Typically, the lead auditor assigned to the operation will perform the Readiness Review as an off-site activity. When the organization chooses to retain sensitive documents at the facility, The Rules allow for on-site review limited to one day and confined to an office or boardroom where the auditor can review all required documents.
Readiness review documentation includes:
• Quality manual (for each site to be audited)
• Internal audit and management review planning and results from the previous 12 months
• List of qualified internal auditors
• List of customer-specific requirements
• Customer complaint status
• Operational performance trends for the previous 12 months, minimum
If the information gathered for the readiness review is not sufficient to determine readiness, conducting a preliminary assessment, or pre-audit may be useful to the auditor in determining whether the upgrade or registration audit should proceed. The purpose of the pre-audit is to confirm if an organization is ready for the registration audit by assessing additional information gathered from a live audit setting. Although the pre-audit is optional, introducing a company to TS2's process auditing approach can be beneficial.

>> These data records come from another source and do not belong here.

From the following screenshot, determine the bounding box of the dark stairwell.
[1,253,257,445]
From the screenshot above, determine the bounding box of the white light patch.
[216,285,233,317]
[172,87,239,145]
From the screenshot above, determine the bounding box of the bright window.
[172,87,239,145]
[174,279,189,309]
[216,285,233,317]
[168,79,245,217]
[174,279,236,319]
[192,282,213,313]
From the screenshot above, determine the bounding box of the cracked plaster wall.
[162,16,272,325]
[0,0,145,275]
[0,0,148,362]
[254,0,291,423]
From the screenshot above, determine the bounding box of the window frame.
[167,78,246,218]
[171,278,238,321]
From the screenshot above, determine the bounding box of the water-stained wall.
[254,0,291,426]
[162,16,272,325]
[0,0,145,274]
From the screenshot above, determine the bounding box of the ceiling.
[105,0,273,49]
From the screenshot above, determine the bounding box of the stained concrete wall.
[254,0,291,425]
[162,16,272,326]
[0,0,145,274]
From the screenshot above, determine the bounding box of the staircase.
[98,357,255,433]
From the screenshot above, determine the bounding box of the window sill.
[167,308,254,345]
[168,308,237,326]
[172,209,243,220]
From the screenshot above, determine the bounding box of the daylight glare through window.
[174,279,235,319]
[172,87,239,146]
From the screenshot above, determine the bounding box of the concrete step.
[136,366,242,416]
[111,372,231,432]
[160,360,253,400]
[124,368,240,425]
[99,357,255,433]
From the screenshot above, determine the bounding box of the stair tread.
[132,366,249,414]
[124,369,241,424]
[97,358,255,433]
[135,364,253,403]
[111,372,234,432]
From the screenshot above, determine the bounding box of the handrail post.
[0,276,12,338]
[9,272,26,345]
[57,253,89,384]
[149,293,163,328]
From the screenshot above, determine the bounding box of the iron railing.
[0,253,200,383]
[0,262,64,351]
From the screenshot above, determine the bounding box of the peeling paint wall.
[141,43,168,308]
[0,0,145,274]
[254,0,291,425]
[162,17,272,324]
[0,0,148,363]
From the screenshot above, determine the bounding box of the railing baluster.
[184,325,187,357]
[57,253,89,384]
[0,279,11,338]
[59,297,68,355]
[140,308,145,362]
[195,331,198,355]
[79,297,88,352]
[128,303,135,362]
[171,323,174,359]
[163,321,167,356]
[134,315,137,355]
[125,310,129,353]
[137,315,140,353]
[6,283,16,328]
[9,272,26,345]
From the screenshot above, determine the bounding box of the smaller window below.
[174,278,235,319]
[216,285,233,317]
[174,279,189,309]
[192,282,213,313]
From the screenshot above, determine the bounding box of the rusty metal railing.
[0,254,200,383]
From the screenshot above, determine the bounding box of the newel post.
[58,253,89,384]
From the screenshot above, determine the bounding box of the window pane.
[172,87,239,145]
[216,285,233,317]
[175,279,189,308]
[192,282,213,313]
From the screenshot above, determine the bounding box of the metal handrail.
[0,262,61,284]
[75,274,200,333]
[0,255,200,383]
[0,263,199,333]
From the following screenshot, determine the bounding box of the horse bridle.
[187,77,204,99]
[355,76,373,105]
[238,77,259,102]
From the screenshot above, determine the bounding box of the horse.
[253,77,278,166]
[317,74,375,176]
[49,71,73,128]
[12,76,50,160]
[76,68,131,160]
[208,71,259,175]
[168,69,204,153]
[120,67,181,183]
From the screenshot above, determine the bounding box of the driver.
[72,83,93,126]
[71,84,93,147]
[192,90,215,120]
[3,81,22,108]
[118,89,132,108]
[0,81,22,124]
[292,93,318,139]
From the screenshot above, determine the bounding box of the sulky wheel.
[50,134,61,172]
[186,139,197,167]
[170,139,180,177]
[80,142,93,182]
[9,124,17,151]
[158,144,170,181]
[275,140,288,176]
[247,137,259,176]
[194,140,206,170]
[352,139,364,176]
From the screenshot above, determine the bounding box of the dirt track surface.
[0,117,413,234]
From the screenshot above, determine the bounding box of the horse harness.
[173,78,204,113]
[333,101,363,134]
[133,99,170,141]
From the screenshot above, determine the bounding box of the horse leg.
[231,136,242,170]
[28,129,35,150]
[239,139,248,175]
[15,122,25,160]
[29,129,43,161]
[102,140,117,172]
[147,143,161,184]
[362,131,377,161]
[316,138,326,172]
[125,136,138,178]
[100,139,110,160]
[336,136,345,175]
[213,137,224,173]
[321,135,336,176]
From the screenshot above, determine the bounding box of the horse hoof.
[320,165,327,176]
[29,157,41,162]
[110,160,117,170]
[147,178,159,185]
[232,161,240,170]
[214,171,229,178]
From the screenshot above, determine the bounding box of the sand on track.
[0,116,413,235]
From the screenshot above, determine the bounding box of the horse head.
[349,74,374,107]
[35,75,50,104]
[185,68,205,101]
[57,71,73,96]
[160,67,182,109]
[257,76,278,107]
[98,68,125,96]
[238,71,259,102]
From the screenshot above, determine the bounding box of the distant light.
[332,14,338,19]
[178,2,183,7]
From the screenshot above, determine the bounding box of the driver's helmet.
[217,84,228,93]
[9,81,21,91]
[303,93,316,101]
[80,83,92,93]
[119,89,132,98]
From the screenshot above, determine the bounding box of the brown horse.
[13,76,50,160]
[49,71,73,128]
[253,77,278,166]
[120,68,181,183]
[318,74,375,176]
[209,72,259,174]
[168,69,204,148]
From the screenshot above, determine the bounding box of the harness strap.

Once the organization has been deemed ready for the on-site audit, the audit planning can begin. When scheduling the audit dates for upgrade or registration, all sites and remote locations of the organization must be audited within 90 days of the completion of the Readiness Review. This is important considering that, in some cases, hundreds or even thousands of miles may separate locations. Scheduling may require different auditors with a variety of language skills over the course of the registration process.
The good news is that the IATF has determined that there are enough CBs recognized globally, with a sufficient number of auditors to conduct all of the TS2 upgrade audits required for the OEMs and Tier One automotive customers. In fact, there are more TS2-qualified CB auditors than there were for QS-9000.
There is no need to wait any longer to begin the road to upgrading to TS2, if an organization is eligible. The sooner the better, as there could be a potential burden on the audit resources available should a great number of organizations choose to wait until the last minute. Q
Sidebar: Tech tips
• The Rules include all requirements for registrars to comply with including audit processes, the audit team, explanation of a consultant's role, audit day calculation tables, audit day requirements and the timeline for registrars to complete all activities in the TS2 registration process, including a mandatory Readiness Review.
• Because of the process approach, TS2 cannot be audited using a generic checklist.
• The TS2 requirement for supplier quality management system development states that an organization's suppliers must be third-party registered to ISO 9001: 2000, at a minimum. Only suppliers who provide manufacturing value need to be considered for supplier development.
• The mandatory Readiness Review will help the auditor determine the correct registration scope and whether an organization should proceed with the audit.